Action on agroforestry in Rwanda! worldagroforestry.org - get the latest breaking news, showbiz & celebrity photos, sport news & rumours, viral videos and top stories from worldagroforestry.org Daily Mail and Mail on Sunday newspapers.
Biodiversity is a collective term that describes the natural treasures that make it possible for us to live on our planet. The plants and animals that populate Earth’s terrestrial and marine habitats belong to an interconnected cycle of life that flourishes when protected, and breaks down when disturbed.
This symbiotic web also provides ecosystem services that supply humans with food, water, incomes and the tools to fight climate change. Yet these gifts from nature are now at risk as the world’s forests disappear rapidly to make way for the agricultural systems that are expected to feed a growing global population over the coming decades.
Incorporating trees into farms can enhance biodiversity and strengthen the sustainability of agriculture: a message increasingly shared among government ministries in Peru.
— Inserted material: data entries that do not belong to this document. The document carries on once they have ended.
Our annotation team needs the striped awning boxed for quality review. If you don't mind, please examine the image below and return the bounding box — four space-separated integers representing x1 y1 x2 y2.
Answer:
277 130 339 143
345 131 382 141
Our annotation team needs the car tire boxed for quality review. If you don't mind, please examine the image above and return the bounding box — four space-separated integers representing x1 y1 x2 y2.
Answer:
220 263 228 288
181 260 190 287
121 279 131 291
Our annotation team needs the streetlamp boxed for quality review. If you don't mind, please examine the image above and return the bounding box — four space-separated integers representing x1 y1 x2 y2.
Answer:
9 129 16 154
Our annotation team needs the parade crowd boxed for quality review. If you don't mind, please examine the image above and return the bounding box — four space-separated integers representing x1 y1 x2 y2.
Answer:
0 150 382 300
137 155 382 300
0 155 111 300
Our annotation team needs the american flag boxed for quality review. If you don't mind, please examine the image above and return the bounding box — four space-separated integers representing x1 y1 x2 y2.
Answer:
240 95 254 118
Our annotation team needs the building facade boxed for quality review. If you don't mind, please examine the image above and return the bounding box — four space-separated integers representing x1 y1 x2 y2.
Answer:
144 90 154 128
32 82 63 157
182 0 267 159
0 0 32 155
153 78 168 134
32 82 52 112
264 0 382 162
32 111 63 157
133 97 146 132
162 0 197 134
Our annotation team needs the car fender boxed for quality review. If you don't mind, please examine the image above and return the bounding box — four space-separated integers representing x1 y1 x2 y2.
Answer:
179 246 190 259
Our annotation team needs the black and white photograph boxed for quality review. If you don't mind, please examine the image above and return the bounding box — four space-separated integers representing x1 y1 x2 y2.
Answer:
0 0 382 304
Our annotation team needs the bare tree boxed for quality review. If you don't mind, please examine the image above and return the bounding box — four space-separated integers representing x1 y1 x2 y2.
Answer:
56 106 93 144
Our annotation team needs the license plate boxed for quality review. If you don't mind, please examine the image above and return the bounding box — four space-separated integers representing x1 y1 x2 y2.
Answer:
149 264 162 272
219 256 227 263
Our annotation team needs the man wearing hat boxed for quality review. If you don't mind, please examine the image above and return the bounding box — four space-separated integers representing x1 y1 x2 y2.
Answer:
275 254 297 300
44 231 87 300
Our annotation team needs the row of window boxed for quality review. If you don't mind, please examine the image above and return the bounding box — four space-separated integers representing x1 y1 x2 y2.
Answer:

The country is a signatory to the Convention on Biological Diversity and the United Nations Framework Convention on Climate Change and must report on progress in meeting targets for both.
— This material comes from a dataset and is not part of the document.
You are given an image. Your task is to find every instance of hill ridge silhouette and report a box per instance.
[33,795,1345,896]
Peru’s Biodiversity Strategic Plan, a requirement under the Convention on Biological Diversity, includes efforts to achieve Aichi Target 7: ‘By 2020, areas under agriculture, aquaculture and forestry will be sustainably managed, ensuring the conservation of biological diversity’.
However, the Plan pays no attention to trees in the agricultural matrix nor their contribution to biodiversity. Moreover, non-forest trees in these productive areas are ‘invisible’, that is, they are not counted in important national assessments, such as the National Forest Inventory and the National Greenhouse Gas Inventory.
Árboles en las parcelas agrícolas por la biodiversidad en Perú worldagroforestry.org - get the latest breaking news, showbiz & celebrity photos, sport news & rumours, viral videos and top stories from worldagroforestry.org Daily Mail and Mail on Sunday newspapers.